The girls dug in and Rosie held her breath. Surely there would be things within they could make up some sort of story about. It didn’t have to be a good story or even one that made any sense. It just had to be better than the ideas she’d tried to put down on paper, and that would not take much effort at all.
“Ooh!” Bitty squealed as she pulled the blue silk fully out of the trunk.
It wasn’t an article of clothing so much as a measure of fabric. An unfinished wrap, perhaps? Whatever it was, Bitty was going to use it, and no one would be surprised by that.
Freddie pulled out a tricorne hat that he seemed particularly delighted by and propped it on his head with a smile.
Ginny pulled out at least two pairs of gloves, though they were slightly soiled. She made a face of consideration, then laid them aside as she reached in and pulled out a toy sword that drew a smile from her.
Rosie would have to mind that.
Ginny and swords, wooden or not, seemed a rather dangerous idea.

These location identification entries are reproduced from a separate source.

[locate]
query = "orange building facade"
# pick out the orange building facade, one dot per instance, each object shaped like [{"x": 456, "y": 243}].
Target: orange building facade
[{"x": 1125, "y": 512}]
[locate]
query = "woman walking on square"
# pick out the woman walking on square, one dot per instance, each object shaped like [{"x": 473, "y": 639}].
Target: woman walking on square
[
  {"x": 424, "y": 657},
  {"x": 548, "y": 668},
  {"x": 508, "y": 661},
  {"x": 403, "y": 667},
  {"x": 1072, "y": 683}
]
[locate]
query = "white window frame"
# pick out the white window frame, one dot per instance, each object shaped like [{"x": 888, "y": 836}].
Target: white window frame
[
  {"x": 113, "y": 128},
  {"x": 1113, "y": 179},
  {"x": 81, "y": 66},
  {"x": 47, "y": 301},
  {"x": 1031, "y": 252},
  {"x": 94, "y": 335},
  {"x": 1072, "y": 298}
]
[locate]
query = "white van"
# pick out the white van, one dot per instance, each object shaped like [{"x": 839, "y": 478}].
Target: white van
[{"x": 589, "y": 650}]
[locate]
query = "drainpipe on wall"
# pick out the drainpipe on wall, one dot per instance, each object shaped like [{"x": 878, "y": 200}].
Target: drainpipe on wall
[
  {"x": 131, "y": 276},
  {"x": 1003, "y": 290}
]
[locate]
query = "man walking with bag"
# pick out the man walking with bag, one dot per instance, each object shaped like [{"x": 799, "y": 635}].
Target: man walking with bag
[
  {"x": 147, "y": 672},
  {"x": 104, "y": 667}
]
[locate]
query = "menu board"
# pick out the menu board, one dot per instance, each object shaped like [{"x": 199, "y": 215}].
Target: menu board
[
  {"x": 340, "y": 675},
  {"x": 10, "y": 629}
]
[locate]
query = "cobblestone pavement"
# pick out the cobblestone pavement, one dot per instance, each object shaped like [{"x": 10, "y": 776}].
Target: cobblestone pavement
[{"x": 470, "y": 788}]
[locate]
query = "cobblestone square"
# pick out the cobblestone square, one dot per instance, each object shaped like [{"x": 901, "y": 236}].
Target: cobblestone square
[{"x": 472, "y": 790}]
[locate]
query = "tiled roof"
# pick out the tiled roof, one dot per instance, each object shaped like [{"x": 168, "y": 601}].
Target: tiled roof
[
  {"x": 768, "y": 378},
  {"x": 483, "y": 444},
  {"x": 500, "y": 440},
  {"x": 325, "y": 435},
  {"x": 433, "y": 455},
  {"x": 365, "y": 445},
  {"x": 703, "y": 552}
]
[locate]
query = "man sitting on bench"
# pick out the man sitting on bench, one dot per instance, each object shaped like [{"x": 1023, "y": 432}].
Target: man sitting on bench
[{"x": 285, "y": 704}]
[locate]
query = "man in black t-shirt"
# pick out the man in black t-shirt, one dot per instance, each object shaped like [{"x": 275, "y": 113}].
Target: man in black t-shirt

They continued to pull item after item from the trunk, some bringing laughs like the monocle, and others expressions of disgust like a tarnishing piece of gaudy jewelry. There were plenty of items to choose from, more than enough to do a theatrical with, but what they had would be mostly silly, and even the silliest theatricals needed legitimate props or pieces to tie everything together.
Rosie frowned at the items strewn about the room, chewing her lip in thought.
“Do you think we need to use some of our own items?” Freddie asked as he considered everything as well.
She shook her head slowly. “I don’t think that our clothing would make much of a difference. But there’s nothing here we can use for the little ones. And I just need… I don’t know.”